Cost footprint: FP8 weights 15 GB, KV-cache 1 MB per 1 k token @ 128 k context → 16 GB total, fits in 2×L40-48G for small-scale serving.


Action Checklist / Implementation Steps

  • [ ] Decide context length: 4 k / 64 k / 256 k / 1 M → pick batch-size accordingly
  • [ ] Choose precision: FP8 for throughput, BF16 for finetune-ready checkpoints
  • [ ] Allocate GPUs: 1×H200 handles 8 k→16 k at 25 req/s; scale linearly with tensor parallelism
  • [ ] Tune sampling: math/code temp 0.2–0.3, chat 0.6; enable reasoning for multi-step problems
  • [ ] Monitor expert load: use NeMo-Gym dashboard to keep utilization <5 % imbalance
  • [ ] Cache calibration: reuse the shipped 1 k SFT samples for any custom FP8 re-calibration

One-Page Overview

Nemotron-3-Nano is a 31 B parameter MoE model that activates only 3 B per token.
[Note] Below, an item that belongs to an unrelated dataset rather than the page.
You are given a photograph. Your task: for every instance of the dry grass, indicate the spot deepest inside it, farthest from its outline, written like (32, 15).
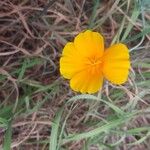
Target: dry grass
(32, 35)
It combines Mamba-2 and Group-Query Attention for linear context growth, trains on 25 T tokens with a two-stage curriculum, and uses multi-environment RL to boost math, code, and tool-use benchmarks without forgetting. Selective FP8 quantization keeps 99 % accuracy while increasing throughput 2.5×. The open release includes base and post-trained checkpoints, data recipes, and serving code—ready for 1 M token contexts on a single H200 node.


FAQ

  1. How much GPU memory is required for 1 M token context?
    ~80 GB with FP8 weights and 128 k KV-cache compression; 8×H100 recommended for comfortable batching.

  2. Is the model truly open for commercial use?
    Yes, under the NVIDIA Open Model License; no gated API required.

  3. Will I lose accuracy if I skip FP8 and stay in BF16?
    No—FP8 is for speed; BF16 is the reference accuracy. You can serve in BF16 if memory allows.

  4. Can I fine-tune the FP8 checkpoint further?
    Not directly. Load the BF16 checkpoint, perform QAT or LoRA, then re-run selective FP8 calibration.

  5. Which inference frameworks are supported?
    vLLM and TensorRT-LLM both work; NVIDIA provides example scripts for each.

  6. Does the model support languages other than English?
    Pre-training included 19 languages and translation pairs; MMLU-ProX average 59.5 %, suitable for multilingual RAG but primary strength remains English STEM.

  7. What hyper-parameter stops tool hallucination?
    A 50-step DPO add-on drops hallucination from 8 % to <1 %; RLVR alone achieves similar results without extra data.